Sunday, June 1, 2008

On Dollars and Dinars

50-Cent shoots a video featuring the Euro, the Canadian dollar trades for more than a U$ while oil zooms over $135/barrel. Since the Bretton Woods agreement over 60 years ago tying the value of the U$ to gold and all other currencies to the U$, the USA has been the unquestioned economic superpower. While the gold standard was abandoned, many nations have maintained some kind of peg to the value of the dollar and most of the world's commodities are priced in U$. It's becoming increasing clear however that this policy is adding to other nation's economic problems more that helping. Dollar flight has been underway for much of the decade, but the worst is yet to come.

Most of the world is still priced in dollars, from oil to rice, but the rising cost to other nations is threatening to end this system. From Russia to Kuwait, countries are cutting their ties to the greenback one by one. Why? Quite simply they've lost faith in it's value. Meanwhile the price of importing from other countries has risen, fueling inflationary pressure beyond “acceptable” levels. Russia abandoned it's effort to tie the ruble's movement to the dollar in 2005. The second largest exporter of oil also wants to sell it to Europe priced in euros. The Eurozone is the largest source of imports for OPEC nations, so a nation like Saudi Arabia pays more for, say, French oil equipment which is of course priced in ever more expensive euros. In gulf nations, where the economies are booming due to rising oil prices, they are also forced to cut interest rates in line with US central bank due to the dollar peg, further adding to inflation. I'm sure these countries see the vicious cycle of higher oil prices leading to higher US deficits leading to a weaker dollar leading to higher oil prices, so why do they keep the peg?


On May 21st, 2007 Kuwait cut it's peg to the US buck. One could almost feel the shiver going up the spine of the American economy that is so dependent on oil imports from the region. Remember Bush visiting the Middle East a few months ago to supposedly ask for more oil and to be seen as supporting the Israeli-Palestinian peace process. Well, he was politely refused the oil and the Israelis stepped up their military operations in the occupied territories and tightened it's blockade of Gaza just three days after Bush left Jerusalem. But what he did accomplish was an agreement to maintain the pricing of oil in US dollars, for now. Even with prices spiralling out of control, causing migrant worker riots in Dubai as inflation is at it's highest level in 19 years in the UAE and at 16 year highs in Saudi and Oman they are toeing the line. The question is how long will these countries be happy watching the value of their trillion dollar investment in US Treasuries and securities erode?

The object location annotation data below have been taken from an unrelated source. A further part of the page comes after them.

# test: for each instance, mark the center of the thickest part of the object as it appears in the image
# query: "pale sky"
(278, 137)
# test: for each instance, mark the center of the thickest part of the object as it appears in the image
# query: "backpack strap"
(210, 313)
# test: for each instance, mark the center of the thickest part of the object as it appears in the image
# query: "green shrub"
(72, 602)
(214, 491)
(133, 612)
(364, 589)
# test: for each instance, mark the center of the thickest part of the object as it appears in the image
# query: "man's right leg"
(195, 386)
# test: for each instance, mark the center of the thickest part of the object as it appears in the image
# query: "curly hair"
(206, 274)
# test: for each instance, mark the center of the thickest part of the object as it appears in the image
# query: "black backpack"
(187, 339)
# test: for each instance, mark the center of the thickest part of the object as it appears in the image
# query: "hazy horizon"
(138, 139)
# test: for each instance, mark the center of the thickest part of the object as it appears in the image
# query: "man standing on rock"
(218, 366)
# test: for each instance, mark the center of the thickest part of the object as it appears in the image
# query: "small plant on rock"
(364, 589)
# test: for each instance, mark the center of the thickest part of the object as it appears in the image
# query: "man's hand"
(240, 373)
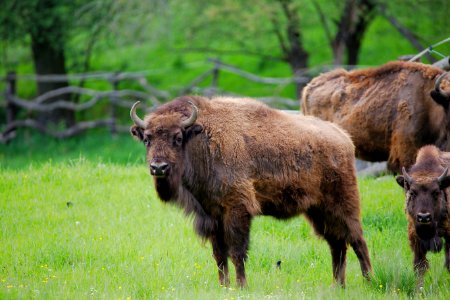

It's not hard to see why it's so important for the US to maintain the pricing system in dollars. Let's imagine for a moment a world where prices were in other currencies and currencies such as the Chinese yuan weren't tied to the dollar, something many would like to see change to address the trade deficit. Every day the US needs to borrow to keep running, to fight two losing wars, to buy more oil from the Middle East and buy more Chinese products. Much of this debt is financed by the Chinese and other foreign countries. So while the US is busy printing money and pushing the dollar down, they are driving the growth of China and the Middle East, helping push their currencies higher. This of course in turn makes it more expensive to borrow tomorrow as the comparative values of the foreign currencies and the dollar move in opposite directions. Now, the economic argument would normally be that currency valuations will eventually cause buying behaviour patterns to change, but America is addicted to both oil and Walmart, spelling doom for the economy.


In 1971 the Gold Standard was abandoned, leaving an economic system based on fiat money, where there is no commodity backing up the value of currency, only the faith that people have in its value. Shortly thereafter a deal was struck with the Saudi's to conduct oil transactions only in dollars, thus was born the petrodollar era. If oil suddenly stopped being traded exclusively in US bucks, the dollar would no longer serve as the international currency which would force the US to reduce its trade deficits by becoming an export nation again, something I don't see happening. The route they've chosen is to maintain the system with an iron fist. In September 2000, Saddam Hussein may have sealed his fate by announcing that Iraq was no longer going to conduct oil transactions in dollars. The often delayed Iranian Oil Bourse finally opened in February of this year (despite some cable problems) with petroleum trading for non-dollar currencies, hmmm, I wonder what will happen next?

1 comments:

Michal said...

Most probably we shall see a rapid increase in activity of Iranian terrorists. Needless to say, something will have to be done to fight it. A war, perhaps?